Investigate anaemia thoroughly ● Reversible causes of anaemia (iron, B12 or folate deficiency, bleeding amenable to tranexamic acid) must be more thoroughly investigated and treated.
● In patients who had haematinics checked (30%), the data highlighted the lack of use of alternative treatments such as B12, folate and iron.
● These should be considered instead of or alongside blood transfusion if appropriate.
Adopt restrictive trigger threshold for transfusion ● Hospices should follow NICE guidance: for patients without concurrent heart problems, use a trigger threshold of 70 g/L with a target haemoglobin concentration of 70–90 g/L;
● For patients with acute coronary syndrome (e.g., unstable angina) use a trigger threshold of 80 g/L with target haemoglobin of 80–100 g/L.
Discuss evidence-based risks and benefits ● Clinicians should discuss the limited benefit versus risks with patients to allow true informed consent.
● Fewer than 1 in 5 patients may experience sustained benefit (as assessed by a clinician or performance status for 30 days or more) and most patients have two or more factors that place them at high risk of TACO.
● Patients should be assessed for risks of TACO prior to transfusion.

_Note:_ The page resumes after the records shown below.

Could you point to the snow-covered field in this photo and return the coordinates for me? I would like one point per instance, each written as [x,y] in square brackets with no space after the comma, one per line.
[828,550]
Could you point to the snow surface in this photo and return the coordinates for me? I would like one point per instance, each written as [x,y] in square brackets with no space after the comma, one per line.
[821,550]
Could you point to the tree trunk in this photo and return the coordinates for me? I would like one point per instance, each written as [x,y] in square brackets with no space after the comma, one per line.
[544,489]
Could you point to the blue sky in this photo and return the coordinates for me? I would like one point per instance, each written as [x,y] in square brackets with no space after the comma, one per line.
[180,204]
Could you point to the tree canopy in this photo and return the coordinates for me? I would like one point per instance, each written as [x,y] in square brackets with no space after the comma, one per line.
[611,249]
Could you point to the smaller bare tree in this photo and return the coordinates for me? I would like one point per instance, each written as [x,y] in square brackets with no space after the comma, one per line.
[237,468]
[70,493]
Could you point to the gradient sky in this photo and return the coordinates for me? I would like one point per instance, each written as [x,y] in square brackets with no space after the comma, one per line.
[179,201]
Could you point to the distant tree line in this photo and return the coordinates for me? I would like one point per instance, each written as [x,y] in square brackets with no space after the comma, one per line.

Informed consent must be documented.
Weigh patients to determine transfusion requirements ● Patients must be weighed prior to red blood cell transfusion to estimate volume of blood required.
● Transfusing a volume of 4 ml/kg will typically give a haemoglobin increment of 10 g/L.15 Therefore, a patient weighing less than 70 kg requires less than 1 unit;15
● Higher volumes put patients at risk of TACO which may be mis-interpreted as worsening of underlying disease.
Minimise the risk of TACO and observe for signs ● Only transfuse if benefits of transfusion outweigh risks.
● If patient is at risk of TACO, unless patient is actively bleeding, give one unit transfusion slowly (over 3–4 h) and consider concomitant use of a diuretic.
● Monitor closely during transfusion and reassess after each unit transfused.
Review clinical outcomes rigorously ● Assessment should include both a haemoglobin level measurement (between 1–24 h post-transfusion) and a performance status within 7–14 days.
● If the transfusion was given to treat symptoms of fatigue or breathlessness, an assessment of the symptom pre- and post-transfusion to guide further management and determine subsequent transfusion decisions is needed.